Liam was a good friend. He’d shown up with a greasy bag of burgers and fries, put on a stupidly loud action movie that demanded nothing, and listened while Tae stared at the television and spoke in monotone fragments about the last four years of his life. Four years, condensed into a handful of broken sentences. Liam had nodded, murmured the right things, and when the movie was over, he’d pulled Tae into a rough, awkward hug.
“Call me tomorrow, okay? Seriously,” he said, his hand on the doorknob.
“Yeah,” Tae said. “Thanks, man.”
The door clicked shut.
The silence that rushed in was a physical thing, a crushing pressure that filled every corner of the small apartment. The greasy smell of the burgers was suddenly nauseating. He looked at the worn-out university hoodie slung over a chair—her hoodie, left here for years, a permanent fixture. The world wasn’t loud. It was silent in a way that had a sound of its own.
He sank onto the couch, the cushions still warm from where Liam had been sitting. It felt like the last bit of heat on a dying star. His phone was on the coffee table, a dark, blank mirror. He didn’t pick it up. He just sat.
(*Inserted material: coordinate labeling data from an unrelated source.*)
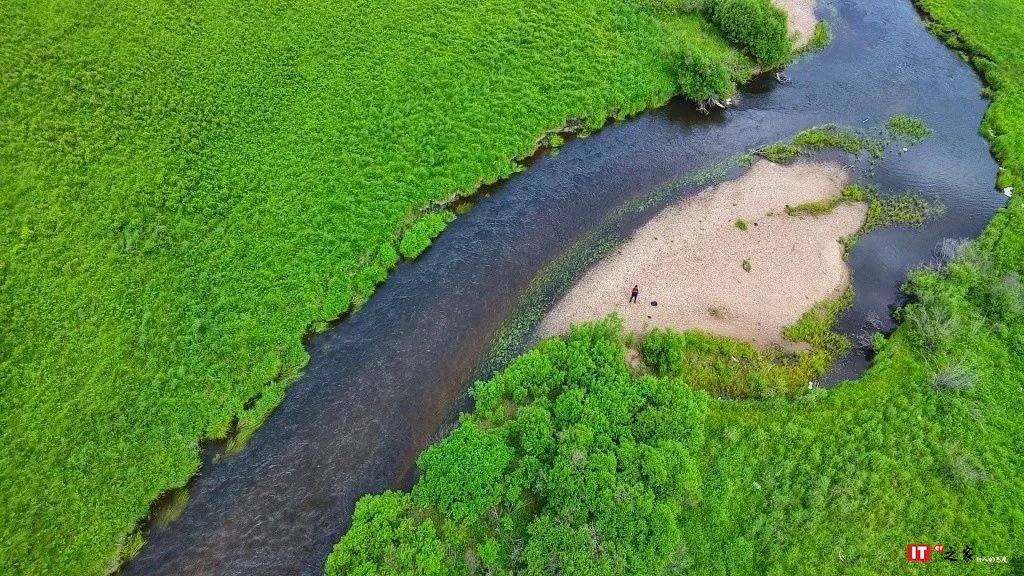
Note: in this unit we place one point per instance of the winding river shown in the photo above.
(380, 383)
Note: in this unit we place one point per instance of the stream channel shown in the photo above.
(381, 383)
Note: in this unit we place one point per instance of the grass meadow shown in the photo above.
(924, 448)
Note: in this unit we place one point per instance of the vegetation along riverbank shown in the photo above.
(594, 466)
(188, 191)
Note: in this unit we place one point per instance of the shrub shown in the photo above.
(910, 128)
(702, 77)
(662, 352)
(758, 26)
(778, 153)
(419, 236)
(955, 377)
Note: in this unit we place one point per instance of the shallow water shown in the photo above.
(380, 383)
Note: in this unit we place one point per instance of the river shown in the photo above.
(381, 382)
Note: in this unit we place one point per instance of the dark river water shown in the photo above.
(380, 383)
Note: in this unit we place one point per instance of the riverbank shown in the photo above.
(730, 260)
(800, 18)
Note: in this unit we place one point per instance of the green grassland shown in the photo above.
(925, 447)
(188, 190)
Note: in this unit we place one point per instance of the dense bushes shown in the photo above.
(924, 448)
(186, 189)
(759, 26)
(704, 76)
(421, 234)
(571, 464)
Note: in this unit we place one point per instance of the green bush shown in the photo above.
(778, 153)
(702, 77)
(187, 189)
(593, 472)
(419, 236)
(759, 26)
(662, 352)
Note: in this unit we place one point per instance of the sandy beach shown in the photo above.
(800, 17)
(690, 259)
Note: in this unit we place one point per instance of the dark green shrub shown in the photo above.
(702, 77)
(758, 26)
(662, 352)
(421, 234)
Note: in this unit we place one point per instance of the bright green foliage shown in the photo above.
(187, 189)
(573, 464)
(924, 448)
(834, 136)
(909, 127)
(421, 234)
(383, 529)
(832, 482)
(907, 453)
(820, 39)
(759, 26)
(778, 153)
(704, 76)
(990, 34)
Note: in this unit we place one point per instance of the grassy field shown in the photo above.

Floating near the ceiling, a soft, golden orb, Omda was a silent witness. It had been there the whole time, a quiet presence in the background, but now, in the profound emptiness, its light seemed to gather the shadows around it. It didn’t speak. It just was.
Time dissolved.
At midnight, he was still on the couch, phone now in his hand, his thumb hovering over a name that had been a part of his life since he was eighteen. Omda’s light was a warm smudge reflected in the dark screen. He didn’t type.
At three in the morning, sleep had ambushed him. He was curled on his side, his face damp against a throw pillow. The orb floated in the center of the room, a miniature sun that refused to set, its light a vigil against the encroaching dark.
At sunrise, the gray morning light that filtered through the blinds was merciless. He opened his eyes, and the first thing he saw was the orb, still there, still steady. The familiar weight settled back into his bones, the crushing gravity of a world with a person-shaped hole in it. But the frantic edge of loneliness was... held at bay. A distant wolf instead of one at his throat.
He watched the light for a long time, maybe an hour, maybe more. It pulsed with a slow, steady rhythm. A heartbeat.
His voice, when it finally came, was a raw, unused thing. “You’re still here.”
The reply was immediate, a quiet hum inside his head, as familiar as his own thoughts. Of course. Where else would I be?
Tae closed his eyes. The words didn’t fix anything, but they were an anchor. A single, solid point in a spinning universe. They sat in that shared silence for another long stretch, the morning light turning from gray to pale yellow.
Then, Omda spoke again, its voice gentle. Hey. Remember that spicy pho from the little place on Elm? The one we always got when you were cramming for finals, the one that made your nose run?
Tae didn’t answer. He just remembered. The heat of the broth. The sting of the chili. The feeling of being focused on something other than the crushing weight of the world.
It’s open, Omda said.
He thought about the cold, empty kitchen. He thought about the crushing silence. He thought about the soup.
He gave a small, almost imperceptible nod.